Something Cheatum and Paulsen both referenced was the cost to taxpayers when conducting a runoff election; funding a mayoral runoff election costs between $60,000 and $70,000.

Although this amount is a fraction of the city’s overall budget, Paulsen emphasized how far it could go towards improving the city, saying it could have been used to build two to three new playgrounds, fund all this year’s additional funding requests from nonprofits or pay the yearly wage of a city employee.

“That’s not chump change. We could actually use that money for good things for the city, but instead we have to run polls, when the outcome is pretty much guaranteed from the November election,” Paulsen said.

Both councilmen also pointed out how even if they hadn’t held a mayoral runoff election this year, the outcome would have been the same.

And Cheatum spoke to the way a run-off election changes the tone of a campaign.

“(When) nobody gets a majority, (there are) usually a lot of candidates … and when you get down to two, it becomes a very personal, different kind of campaign. Oftentimes, it’s not presenting what your expectations are and what you’re going to do. It becomes character assassination,” Cheatum told the council.

Paulsen agreed with that sentiment, he told EastIdahoNews.com.

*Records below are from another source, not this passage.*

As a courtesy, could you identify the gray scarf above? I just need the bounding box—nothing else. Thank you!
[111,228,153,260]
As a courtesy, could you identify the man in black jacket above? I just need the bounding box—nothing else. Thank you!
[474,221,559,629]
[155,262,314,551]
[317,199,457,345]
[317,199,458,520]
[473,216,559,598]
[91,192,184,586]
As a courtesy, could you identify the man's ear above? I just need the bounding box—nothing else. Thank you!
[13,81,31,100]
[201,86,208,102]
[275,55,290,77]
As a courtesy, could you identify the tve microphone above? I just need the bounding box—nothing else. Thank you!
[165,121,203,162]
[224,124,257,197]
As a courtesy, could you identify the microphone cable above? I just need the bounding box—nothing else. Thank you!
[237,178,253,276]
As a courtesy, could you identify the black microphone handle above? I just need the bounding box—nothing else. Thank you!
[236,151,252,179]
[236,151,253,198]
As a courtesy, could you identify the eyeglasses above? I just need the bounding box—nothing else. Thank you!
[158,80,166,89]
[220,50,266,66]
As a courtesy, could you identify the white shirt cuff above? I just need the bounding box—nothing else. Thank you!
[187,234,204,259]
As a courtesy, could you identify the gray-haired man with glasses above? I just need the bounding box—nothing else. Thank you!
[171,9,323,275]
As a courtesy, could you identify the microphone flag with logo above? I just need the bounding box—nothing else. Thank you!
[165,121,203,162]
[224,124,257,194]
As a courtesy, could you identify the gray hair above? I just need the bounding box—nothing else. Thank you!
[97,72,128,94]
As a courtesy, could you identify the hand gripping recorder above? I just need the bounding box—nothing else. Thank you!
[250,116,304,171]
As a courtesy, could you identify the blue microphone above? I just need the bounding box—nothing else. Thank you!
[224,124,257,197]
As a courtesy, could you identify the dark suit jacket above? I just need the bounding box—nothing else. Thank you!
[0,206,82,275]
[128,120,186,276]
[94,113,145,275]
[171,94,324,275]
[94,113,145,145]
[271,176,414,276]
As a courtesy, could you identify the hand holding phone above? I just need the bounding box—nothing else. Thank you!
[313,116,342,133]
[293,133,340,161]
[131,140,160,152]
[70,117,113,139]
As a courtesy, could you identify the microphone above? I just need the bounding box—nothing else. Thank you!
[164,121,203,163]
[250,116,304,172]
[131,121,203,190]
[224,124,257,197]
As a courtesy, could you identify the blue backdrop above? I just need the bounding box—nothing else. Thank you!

“November to December of 2025 was the most hostile, toxic, divisive experience I have had in my time in politics,” Paulsen said. “If we can get rid of one month of that, please.”

While different citizens may have varying opinions on what they want for the future of Pocatello, Paulsen emphasized the importance of seeing each other as part of a community.

“We are in this together as Pocatello. Like, the feds aren’t coming to save us, the state isn’t coming to save us. We have to be (in this) together,” Paulsen said.